Phytochemicals are natural dietary constituents of fruits and vegetables. Some of these phytochemicals are known to affect estrogen-metabolizing enzymes. In breast tissue, estradiol can be metabolized to the catechol estrogens 2- and 4-hydroxyestradiol (2-OHE(2) and 4-OHE(2)). Catechol estrogens are suspected carcinogens potentially involved in the etiology of breast cancer. Catechol-O-methyltransferase (COMT) converts the catechol estrogens to their inactive methoxy derivatives (2-MeOE(2) and 4-MeOE(2)). In this study we investigated the effects of several phytochemicals on COMT activity in cytosolic fractions of seven healthy human mammary tissues from reduction mammoplasty. Large interindividual variations were observed in the constitutive levels of COMT activity. However, in all cytosol samples the catalytic efficiency of COMT was greater for 2-MeOE(2) formation than for 4-MeOE(2) formation. The known COMT inhibitor Ro 41-0960 and several phytochemicals with a catechol structure (quercetin, catechin, and (-)-epicatechin) concentration-dependently inhibited COMT activity, while phytochemicals without a catechol structure (genistein, chrysin, and flavone) showed no effect up to 30 microM. Distinct interindividual variations were observed in sensitivity toward COMT inhibition among the various tissue samples, as was shown by the range in IC(50) values for Ro 41-0960 (5-42 nM).
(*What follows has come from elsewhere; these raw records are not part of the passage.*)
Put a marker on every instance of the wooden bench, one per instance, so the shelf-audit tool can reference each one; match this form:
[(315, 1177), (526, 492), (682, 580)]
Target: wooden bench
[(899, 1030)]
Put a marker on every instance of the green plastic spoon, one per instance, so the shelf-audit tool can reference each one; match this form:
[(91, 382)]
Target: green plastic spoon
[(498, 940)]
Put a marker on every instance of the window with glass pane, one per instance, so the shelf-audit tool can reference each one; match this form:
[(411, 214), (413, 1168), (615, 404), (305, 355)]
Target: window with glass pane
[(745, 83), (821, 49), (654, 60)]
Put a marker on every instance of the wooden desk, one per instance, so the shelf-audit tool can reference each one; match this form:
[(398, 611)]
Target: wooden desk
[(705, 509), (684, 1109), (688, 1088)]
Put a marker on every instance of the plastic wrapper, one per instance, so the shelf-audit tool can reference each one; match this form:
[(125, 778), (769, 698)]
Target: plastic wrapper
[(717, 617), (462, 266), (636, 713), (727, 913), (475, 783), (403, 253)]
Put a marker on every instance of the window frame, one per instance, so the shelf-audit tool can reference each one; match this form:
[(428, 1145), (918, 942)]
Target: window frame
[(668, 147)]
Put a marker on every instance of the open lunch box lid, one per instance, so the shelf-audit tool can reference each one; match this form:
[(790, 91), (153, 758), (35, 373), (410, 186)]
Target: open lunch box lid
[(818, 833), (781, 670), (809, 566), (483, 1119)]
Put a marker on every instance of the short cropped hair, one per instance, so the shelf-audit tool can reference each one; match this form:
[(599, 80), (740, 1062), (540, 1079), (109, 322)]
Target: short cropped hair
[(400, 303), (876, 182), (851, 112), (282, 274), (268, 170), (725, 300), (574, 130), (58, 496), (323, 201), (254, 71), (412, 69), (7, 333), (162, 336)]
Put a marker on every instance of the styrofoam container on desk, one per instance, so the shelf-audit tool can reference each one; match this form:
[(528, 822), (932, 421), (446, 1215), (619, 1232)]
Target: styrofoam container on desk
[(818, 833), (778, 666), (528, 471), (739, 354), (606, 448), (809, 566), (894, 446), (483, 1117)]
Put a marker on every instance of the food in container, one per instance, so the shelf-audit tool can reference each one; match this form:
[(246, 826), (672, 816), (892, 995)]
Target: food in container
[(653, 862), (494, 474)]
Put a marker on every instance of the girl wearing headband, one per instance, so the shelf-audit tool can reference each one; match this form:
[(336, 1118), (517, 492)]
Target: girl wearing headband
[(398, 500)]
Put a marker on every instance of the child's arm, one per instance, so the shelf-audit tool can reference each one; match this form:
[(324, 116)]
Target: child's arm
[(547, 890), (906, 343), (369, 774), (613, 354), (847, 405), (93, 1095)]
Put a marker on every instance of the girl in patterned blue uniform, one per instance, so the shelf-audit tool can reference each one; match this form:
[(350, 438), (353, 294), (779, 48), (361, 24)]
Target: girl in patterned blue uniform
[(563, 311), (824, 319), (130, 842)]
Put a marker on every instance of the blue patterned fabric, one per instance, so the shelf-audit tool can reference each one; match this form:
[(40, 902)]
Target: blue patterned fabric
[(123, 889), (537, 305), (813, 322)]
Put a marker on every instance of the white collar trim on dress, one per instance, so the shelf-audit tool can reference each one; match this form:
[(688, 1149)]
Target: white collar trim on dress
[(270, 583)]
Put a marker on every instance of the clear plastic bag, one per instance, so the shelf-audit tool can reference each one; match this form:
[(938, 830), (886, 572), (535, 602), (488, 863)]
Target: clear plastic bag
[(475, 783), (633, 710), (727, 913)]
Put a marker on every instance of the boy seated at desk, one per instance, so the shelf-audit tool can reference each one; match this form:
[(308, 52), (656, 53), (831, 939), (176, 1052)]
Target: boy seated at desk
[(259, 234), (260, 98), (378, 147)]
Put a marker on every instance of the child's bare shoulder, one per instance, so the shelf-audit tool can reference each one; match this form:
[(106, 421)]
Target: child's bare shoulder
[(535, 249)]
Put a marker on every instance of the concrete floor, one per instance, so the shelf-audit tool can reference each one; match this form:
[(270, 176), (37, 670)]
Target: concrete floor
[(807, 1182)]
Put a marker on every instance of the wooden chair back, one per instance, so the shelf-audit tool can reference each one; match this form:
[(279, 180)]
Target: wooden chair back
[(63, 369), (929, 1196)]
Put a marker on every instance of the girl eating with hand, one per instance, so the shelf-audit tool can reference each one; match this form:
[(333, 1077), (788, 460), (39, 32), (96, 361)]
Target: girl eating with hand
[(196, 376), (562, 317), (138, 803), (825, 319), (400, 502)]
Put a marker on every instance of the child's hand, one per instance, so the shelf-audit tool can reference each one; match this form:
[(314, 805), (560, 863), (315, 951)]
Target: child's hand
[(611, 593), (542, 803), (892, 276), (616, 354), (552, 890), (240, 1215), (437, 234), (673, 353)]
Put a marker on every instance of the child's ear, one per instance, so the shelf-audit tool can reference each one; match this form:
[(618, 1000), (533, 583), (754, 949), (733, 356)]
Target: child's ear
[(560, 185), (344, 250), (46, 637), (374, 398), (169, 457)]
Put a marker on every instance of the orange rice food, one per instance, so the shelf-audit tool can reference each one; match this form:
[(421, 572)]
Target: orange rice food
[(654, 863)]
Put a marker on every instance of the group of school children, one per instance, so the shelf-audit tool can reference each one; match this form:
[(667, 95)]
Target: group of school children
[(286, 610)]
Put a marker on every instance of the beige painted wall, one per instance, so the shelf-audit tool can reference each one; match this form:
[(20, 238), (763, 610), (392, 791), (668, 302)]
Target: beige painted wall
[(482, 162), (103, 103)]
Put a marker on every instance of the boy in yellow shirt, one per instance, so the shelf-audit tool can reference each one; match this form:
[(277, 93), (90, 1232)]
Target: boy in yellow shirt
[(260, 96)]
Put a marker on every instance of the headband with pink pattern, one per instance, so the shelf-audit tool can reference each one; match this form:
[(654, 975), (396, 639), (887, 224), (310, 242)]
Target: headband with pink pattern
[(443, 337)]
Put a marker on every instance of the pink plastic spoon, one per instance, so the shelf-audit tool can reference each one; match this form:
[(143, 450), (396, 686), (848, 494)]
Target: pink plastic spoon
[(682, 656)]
The toxicological relevance of COMT inhibition and the effect of reduced inactivation of catechol estrogens was studied by determining the amount of catechol estrogen-induced DNA damage in MCF-7 cells using the comet assay. Catechol estrogens alone caused no increase of DNA damage compared with control treated cells. However, both Ro 41-0960 and quercetin caused a decrease of methoxy estradiol formation and an increase of catechol estrogen-induced DNA damage in MCF-7 cells. This suggests that phytochemicals with a catechol structure have the potential to reduce COMT activity in mammary tissues and may consequently reduce the inactivation of potentially mutagenic estradiol metabolites and increase the chance of DNA damage.